Cela nécessiterait un raid de Tsahal, ce qui non seulement augmenterait les risques de pertes israéliennes, mais rendrait également beaucoup plus difficile la capture des fugitifs vivants. Israël craint de faire d’eux des martyrs, alors qu’ils sont déjà idolâtrés par une grande partie de l’opinion publique palestinienne pour leur évasion audacieuse.

Les six prisonniers se sont échappés de la prison de Gilboa à l’aube lundi dernier, en passant par le système de drainage de leur cellule et un espace vide sous la prison.

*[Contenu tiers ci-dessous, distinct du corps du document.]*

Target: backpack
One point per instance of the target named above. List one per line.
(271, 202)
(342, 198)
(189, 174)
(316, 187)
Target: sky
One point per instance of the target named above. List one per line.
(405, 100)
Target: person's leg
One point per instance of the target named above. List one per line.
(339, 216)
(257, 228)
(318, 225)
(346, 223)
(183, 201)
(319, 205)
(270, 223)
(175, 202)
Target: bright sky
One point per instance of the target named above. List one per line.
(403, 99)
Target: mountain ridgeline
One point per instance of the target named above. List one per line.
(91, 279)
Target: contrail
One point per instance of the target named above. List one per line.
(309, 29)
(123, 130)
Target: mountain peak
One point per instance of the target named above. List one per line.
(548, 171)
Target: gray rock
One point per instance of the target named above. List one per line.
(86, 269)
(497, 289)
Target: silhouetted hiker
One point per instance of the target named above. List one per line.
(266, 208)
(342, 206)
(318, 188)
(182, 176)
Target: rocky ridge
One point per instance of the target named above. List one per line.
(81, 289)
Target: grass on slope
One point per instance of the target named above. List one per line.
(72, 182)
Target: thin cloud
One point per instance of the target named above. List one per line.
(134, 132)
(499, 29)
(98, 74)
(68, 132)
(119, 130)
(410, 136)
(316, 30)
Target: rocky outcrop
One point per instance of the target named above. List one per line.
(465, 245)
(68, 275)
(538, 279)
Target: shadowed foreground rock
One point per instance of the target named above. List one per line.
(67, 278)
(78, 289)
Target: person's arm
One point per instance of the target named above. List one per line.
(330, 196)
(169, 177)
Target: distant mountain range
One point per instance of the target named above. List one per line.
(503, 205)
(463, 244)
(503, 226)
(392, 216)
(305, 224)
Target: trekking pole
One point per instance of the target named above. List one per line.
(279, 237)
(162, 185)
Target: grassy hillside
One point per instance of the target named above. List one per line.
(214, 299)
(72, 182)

Des policiers et des gardiens de prison inspectent les lieux de l’évasion de six prisonniers palestiniens, à l’extérieur de la prison de Gilboa, dans le nord d’Israël, le 6 septembre 2021. (Crédit : AP Photo/Sebastian Scheiner, File)

Alors que les autorités avaient prévenu que les évadés préparaient peut-être une attaque terroriste, al-Arida a déclaré qu’il était simplement « à la recherche de la liberté, pour embrasser ma mère ».

Les prisonniers auraient creusé à l’aide d’assiettes et de poignées de casseroles aiguisées et auraient déversé les déblais dans les égouts, dans des poubelles et dans des réserves d’eau de leur aile.

L’évasion est considérée comme l’une des plus graves de l’histoire d’Israël et le service pénitentiaire a fait l’objet de nombreuses critiques à la suite de l’incident, un enchaînement de maladresses ayant permis aux six détenus de s’échapper.